Fiscal outlook
Lithuania recorded a 1.3% deficit and a debt-to-GDP ratio of 38% in 2024.
Deficit measures the extent of borrowing in a given yr. Debt-to-GDP compares the entire public debt to the dimensions of the financial system. Each are at the moment used to find out how a lot borrowing a member state is allowed to undertake. Nonetheless, neither measure in itself determines a authorities’s capability to maintain greater ranges of public funding. Fiscal sustainability is determined by development, the multiplier results of funding, rates of interest, inflation, the construction of the financial system and exterior dangers corresponding to local weather change. NEF advocates shifting away from strict numerical debt targets.
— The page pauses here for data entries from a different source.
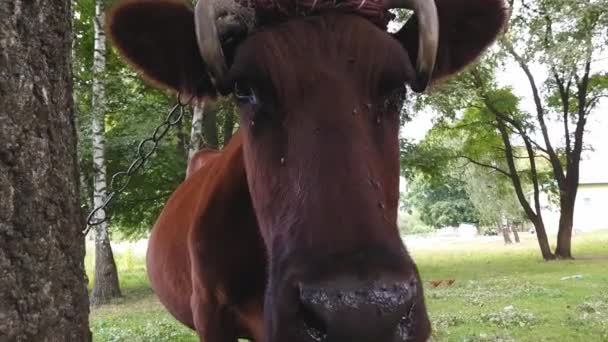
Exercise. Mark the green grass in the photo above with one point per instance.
(489, 277)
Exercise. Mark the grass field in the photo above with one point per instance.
(500, 293)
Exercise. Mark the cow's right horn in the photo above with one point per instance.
(428, 35)
(209, 41)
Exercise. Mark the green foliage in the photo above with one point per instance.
(442, 202)
(411, 223)
(133, 111)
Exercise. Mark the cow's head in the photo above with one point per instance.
(319, 100)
Rising local weather prices
A latest examine ranks Lithuania because the European nation most affected by local weather change, with vital will increase in sea ranges, sea and floor temperatures, and precipitation. The nation is experiencing an rising variety of water shortages, with meteorologists warning that droughts may escalate to excessive or catastrophic ranges. There has additionally been an enhance in excessive climate, with 18 extreme meteorological occasions recorded final yr, two of which have been categorised as catastrophic. In 2024, heavy storms left 200,000 households with out electrical energy. Native authorities estimate that extended rain destroyed or broken 50% – 70% of harvests, main them to declare a state of emergency.
What NEF’s modelling exhibits
Organisation for Financial Co-operation and Growth (OECD) projections present Lithuania’s GDP declining by 10% by 2050 and 14% by 2070 underneath present insurance policies. Our modelling exhibits the next:
- Underneath present insurance policies (BAU – enterprise as normal), Lithuania’s debt is 48 pps greater than the climate-agnostic baseline in 2050 and 192 pps greater in 2070.
- With early EU mitigation and ample adaptation spending, debt is 82 pps greater in 2050 and 172 pps in 2070.
- Delayed EU investments and inadequate adaptation ends in greater debt ranges of 63 pps in 2050 and 131 pps in 2070.
- EU early motion mixed with world cooperation ends in 15 pps greater debt ranges than the climate-agnostic baseline in 2050 and 5 pps greater ranges in 2070.
- Progressive taxation, corresponding to a wealth tax, mixed with EU early motion would enhance debt by 64 pps in 2050 and by 130 pps in 2070 in comparison with the climate-agnostic baseline.
Be aware that Lithuania is an outlier: early motion seems extra expensive than late motion. This displays top-down, assumption-heavy modelling and needs to be interpreted as illustrative quite than as forecasts. Adaptation prices allotted on the idea of GDP, CRI rating and inhabitants and find yourself massive relative to GDP: underneath an early motion situation, adaptation funding reaches round 3.8% of GDP in Lithuania. For all different international locations it’s under 2%. Against this, Lithuania ranks comparatively low when it comes to GDP losses from local weather harm underneath BAU.